Nas pesquisas da Igenomix encontramos os micros RNA (miRNA). O que fazem estas pequenas sequências de RNA é reconhecer outras sequências de RNA, que traduzem proteínas nas células. Em outras palavras, atuam como reguladores de expressão gênica (produzem funções ou fazem que funções desapareçam nas células). Então, apesar do DNA permanecer igual, o que se diferencia é a expressão da genética. A expressão genética nos faz diferentes uns dos outros; permitem que genes se expressem ou não.

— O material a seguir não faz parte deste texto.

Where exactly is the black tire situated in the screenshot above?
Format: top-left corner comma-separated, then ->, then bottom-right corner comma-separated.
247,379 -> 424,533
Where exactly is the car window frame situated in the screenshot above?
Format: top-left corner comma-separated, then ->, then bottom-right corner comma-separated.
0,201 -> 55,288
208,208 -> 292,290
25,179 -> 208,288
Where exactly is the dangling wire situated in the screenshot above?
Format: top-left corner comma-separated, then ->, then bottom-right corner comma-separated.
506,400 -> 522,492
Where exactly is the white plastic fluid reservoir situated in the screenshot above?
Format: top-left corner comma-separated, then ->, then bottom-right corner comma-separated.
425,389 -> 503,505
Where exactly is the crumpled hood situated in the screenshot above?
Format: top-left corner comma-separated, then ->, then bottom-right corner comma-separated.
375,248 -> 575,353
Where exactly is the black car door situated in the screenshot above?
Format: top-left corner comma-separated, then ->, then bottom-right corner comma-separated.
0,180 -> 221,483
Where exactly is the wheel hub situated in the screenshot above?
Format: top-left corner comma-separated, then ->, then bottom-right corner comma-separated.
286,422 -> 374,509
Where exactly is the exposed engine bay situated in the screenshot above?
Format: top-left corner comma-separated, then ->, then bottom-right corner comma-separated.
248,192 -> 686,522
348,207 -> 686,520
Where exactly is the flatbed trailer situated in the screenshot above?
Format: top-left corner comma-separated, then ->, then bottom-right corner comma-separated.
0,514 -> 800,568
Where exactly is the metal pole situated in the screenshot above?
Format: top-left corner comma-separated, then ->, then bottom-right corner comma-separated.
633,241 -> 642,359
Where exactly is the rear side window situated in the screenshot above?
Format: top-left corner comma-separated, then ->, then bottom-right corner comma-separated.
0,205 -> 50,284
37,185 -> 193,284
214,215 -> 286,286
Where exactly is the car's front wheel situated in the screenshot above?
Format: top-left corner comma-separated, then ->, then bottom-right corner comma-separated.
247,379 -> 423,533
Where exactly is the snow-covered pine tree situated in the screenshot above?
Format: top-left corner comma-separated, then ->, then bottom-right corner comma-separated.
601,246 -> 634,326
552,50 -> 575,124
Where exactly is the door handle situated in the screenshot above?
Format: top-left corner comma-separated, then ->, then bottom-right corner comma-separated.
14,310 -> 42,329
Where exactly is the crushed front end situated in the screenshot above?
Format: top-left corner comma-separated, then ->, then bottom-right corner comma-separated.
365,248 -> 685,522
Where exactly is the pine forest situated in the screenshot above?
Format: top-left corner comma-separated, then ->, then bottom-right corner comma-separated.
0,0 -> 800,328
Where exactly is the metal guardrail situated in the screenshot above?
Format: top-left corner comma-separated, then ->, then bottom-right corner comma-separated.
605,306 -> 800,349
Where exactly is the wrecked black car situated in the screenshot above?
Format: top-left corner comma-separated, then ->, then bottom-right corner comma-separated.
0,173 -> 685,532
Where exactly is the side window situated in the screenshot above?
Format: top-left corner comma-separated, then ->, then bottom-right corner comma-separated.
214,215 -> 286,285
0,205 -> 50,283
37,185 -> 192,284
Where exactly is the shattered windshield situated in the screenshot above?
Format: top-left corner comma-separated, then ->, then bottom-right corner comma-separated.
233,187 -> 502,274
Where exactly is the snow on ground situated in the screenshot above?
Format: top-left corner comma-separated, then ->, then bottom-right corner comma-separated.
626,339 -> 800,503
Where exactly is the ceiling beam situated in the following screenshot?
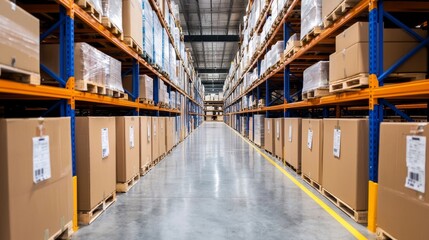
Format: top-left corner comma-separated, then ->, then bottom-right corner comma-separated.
185,35 -> 240,42
195,68 -> 229,73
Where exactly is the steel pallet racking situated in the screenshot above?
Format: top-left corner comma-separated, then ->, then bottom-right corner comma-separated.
0,0 -> 203,230
224,0 -> 429,232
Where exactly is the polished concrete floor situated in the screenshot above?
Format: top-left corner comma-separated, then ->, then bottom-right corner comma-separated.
73,122 -> 373,240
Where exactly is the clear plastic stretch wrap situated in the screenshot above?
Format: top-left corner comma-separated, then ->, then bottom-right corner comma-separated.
87,0 -> 102,14
301,0 -> 322,39
302,61 -> 329,93
142,0 -> 154,59
101,0 -> 123,32
74,43 -> 124,91
106,57 -> 124,92
285,33 -> 299,53
253,115 -> 265,146
153,14 -> 163,67
0,1 -> 40,72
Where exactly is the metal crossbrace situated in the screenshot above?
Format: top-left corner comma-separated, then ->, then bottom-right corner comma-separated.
378,9 -> 429,83
378,99 -> 414,122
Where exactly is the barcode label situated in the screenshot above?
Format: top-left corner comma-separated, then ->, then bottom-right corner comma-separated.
405,136 -> 426,193
33,136 -> 51,183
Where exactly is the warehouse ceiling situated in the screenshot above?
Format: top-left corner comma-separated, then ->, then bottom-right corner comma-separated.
179,0 -> 247,93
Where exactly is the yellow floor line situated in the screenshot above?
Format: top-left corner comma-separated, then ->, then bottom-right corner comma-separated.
231,128 -> 367,240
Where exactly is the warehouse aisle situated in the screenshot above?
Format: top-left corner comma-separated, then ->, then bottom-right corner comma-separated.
73,123 -> 369,240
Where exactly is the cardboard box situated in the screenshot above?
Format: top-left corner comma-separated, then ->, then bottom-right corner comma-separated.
122,0 -> 143,48
152,117 -> 161,162
76,117 -> 116,211
0,118 -> 73,239
158,117 -> 167,156
336,21 -> 426,52
300,119 -> 323,185
322,0 -> 344,20
273,118 -> 284,159
140,116 -> 152,169
323,119 -> 369,211
283,118 -> 301,171
165,117 -> 175,151
122,75 -> 153,101
329,42 -> 427,82
264,118 -> 275,154
377,123 -> 429,239
0,1 -> 40,73
116,116 -> 140,183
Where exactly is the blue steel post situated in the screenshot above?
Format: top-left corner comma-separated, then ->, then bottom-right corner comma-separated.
283,22 -> 292,117
131,59 -> 140,116
368,0 -> 384,232
153,76 -> 159,116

Constatamos um novo mecanismo de comunicação célula-célula, onde um miRNA presente no endométrio materno se internaliza no embrião antes de se iniciar a implantação para então ser reconhecido pelo próprio corpo materno e, assim, começar o processo da gravidez. Chamamos este miRNA de molécula da chamada à gravidez.
Epigenética da obesidade
No estudo realizado com líquido endometrial de pacientes obesas (IMC >30), observamos que havia um aumento na secreção de alguns miRNAs no momento da receptividade endometrial quando comparadas a pacientes normopeso. Estes miRNAs estão relacionados com expressões como a resistência à insulina, metabolismo do colesterol e triglicérides. Ou seja, produzem mudança metabólica que favorece à obesidade. O mesmo estudo está sendo realizado para comparar a mudança de expressão genética que favorece a diabetes tipo 2.
As mudanças epigenéticas podem ser produzidas como consequência do estilo de vida, por exemplo, pelo tabaco e sedentarismo. A influência exercida não altera a existência dos genes. O DNA continua sendo o mesmo, mas se fumamos muito, os radicais livres que estão sendo absorvidos podem mudar a expressão genética, ativando genes que estavam “desligados”.
Portanto, assim como a molécula materna que intitulamos de “chamada à gravidez”, existem outras moléculas como as que favorecem a obesidade e diabetes ou demais expressões. Recentemente, também identificamos a transmissão de mitocôndrias. “Algumas informações podem ser benéficas e outras não. Estamos em via de compreender este processo”, explica Dr. Felipe Vilella.
Até que ponto a mãe pode influenciar na expressão dos genes?
Atualmente, os estudos estão focados em entender pontos concretos, como os citados anteriormente com relação à obesidade. Mas, muitas dúvidas surgem com relação à transmissão de traços físicos, algo que se observa bastante em tratamento com uso de óvulos doados, porém não está comprovado por pesquisas. O que temos certeza é que gestar não é apenas ser um “forninho” para um futuro bebê, pois existe uma troca profunda de informação impossível de ignorar. Algo importante de lembrar é que maternidade e paternidade vão muito além da genética. É evidente como uma criança se desenvolve a partir da influência de seus pais, independente do gene: aprende a falar, andar, pensar e agir observando a família, e, dessa forma, as semelhanças surgem e são percebidas.